Refer to Step 12: https://docs.paloaltonetworks.com/cortex/cortex-xdr/cortex-xdr-pro-admin/endpoint-security/customiza...

Hi, thank you for your reply, but this has already been considered.

What I don't know is the way the content updates are managed in the scenario depicted.



What happens when a CU is going rogue and start to create problems to the endpoints were is deployed? In a delayed deployment , there is a method to exclude a specific content update from the available ones? This should be the ratio behind the delay , test a CU before deployment in a critical environment.

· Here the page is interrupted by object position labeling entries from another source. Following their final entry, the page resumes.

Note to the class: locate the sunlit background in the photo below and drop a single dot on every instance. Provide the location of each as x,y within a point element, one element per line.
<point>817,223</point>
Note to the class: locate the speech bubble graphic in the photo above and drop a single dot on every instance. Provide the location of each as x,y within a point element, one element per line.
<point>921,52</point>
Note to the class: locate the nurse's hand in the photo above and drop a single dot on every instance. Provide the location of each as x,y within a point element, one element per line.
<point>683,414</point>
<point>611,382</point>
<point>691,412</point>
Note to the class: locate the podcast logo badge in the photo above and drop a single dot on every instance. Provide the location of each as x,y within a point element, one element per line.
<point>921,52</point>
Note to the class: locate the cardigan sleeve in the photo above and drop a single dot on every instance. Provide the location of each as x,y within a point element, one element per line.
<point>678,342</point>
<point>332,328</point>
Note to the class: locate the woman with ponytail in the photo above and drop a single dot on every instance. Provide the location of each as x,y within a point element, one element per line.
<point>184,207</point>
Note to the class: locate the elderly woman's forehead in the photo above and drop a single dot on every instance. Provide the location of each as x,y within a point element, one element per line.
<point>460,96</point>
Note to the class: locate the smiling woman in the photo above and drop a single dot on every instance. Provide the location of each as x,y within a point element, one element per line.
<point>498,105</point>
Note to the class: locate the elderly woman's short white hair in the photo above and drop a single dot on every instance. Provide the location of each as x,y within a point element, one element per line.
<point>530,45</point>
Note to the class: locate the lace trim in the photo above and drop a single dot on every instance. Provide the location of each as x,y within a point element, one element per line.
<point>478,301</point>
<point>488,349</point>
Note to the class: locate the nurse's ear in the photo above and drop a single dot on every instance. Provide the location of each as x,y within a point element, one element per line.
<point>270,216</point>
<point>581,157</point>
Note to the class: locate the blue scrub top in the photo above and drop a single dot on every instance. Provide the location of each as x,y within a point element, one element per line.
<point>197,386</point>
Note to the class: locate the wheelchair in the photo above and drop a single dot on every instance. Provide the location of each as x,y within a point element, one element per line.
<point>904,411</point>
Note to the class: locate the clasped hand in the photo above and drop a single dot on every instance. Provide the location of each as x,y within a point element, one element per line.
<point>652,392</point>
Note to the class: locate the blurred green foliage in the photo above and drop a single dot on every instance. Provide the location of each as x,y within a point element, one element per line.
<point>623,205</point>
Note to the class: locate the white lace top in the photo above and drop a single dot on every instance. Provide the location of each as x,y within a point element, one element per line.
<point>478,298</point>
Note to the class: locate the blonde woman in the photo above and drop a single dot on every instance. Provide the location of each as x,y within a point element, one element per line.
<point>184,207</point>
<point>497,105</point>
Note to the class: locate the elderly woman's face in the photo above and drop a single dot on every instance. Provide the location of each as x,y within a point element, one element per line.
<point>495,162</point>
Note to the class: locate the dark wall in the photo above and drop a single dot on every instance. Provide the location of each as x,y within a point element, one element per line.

But how can I be certain that a delayed, problematic update, won't be pushed to the agent?





BR






Hi RobertoPastorino,

 

In a case like this where a CU is identified as causing issues by Palo Alto Networks, the CU gets rolled back and then replaced.  The endpoints that are delayed will never receive the "bad" CU, they will just get the next CU after the delay period ends.  For example:

 

Hour 0: New CU released, agents with out delay get updated

Hour 24: CU is identified by PANW as causing issues, CU is rolled back

Hour 48: New CU is released, agents without delay get updated

* 72 hours after new CU released, so hour 120 *

Hour 120: New CU is installed to agents with delay

 

These are just hypothetical numbers, issue discovery, CU rollback and replacement are always dynamic and unique to a specific issue.

Fantastic, this is what I hoped to be the case 🙂

So, content updates are not cached locally and are revoked / Replaced by PAN .



Thank you!




Are you 100% sure of that?

 

This is what logically should happen, but I ran into the exact issue that the OP is referring to where a CU was pushed, broke things, the next day it got fixed by a new CU, but my machines that were set to a 3 days delay picked up the broken CU first.

 

This happened to my environment back in early March 2022.

 

Maybe things have changed now, but I can confirm that OP's concern is a valid one as I've seen it happen. There is no way for us customers to exclude a content update. What I ended up doing was work my way around it by changing the delay to a very long delay and then once I was sure the latest wasn't causing issues, I switched my initial group that had the delay setup to immediate content so they would pick up the latest one and then changed it back to 3 days delay once they were all to the point I wanted them.

Hi Luc_Desauliniers,

 

It does of course depend on Palo Alto support identifying a widespread issue and engineering deciding to rollback the CU, but in the case with this most recent CU issue, I can confirm it was indeed rolled back.  In your case it is possible it was not rolled back by engineering.  I recommend you speak with your account team to get a feature request submitted to identify a better solution for managing CUs if needed.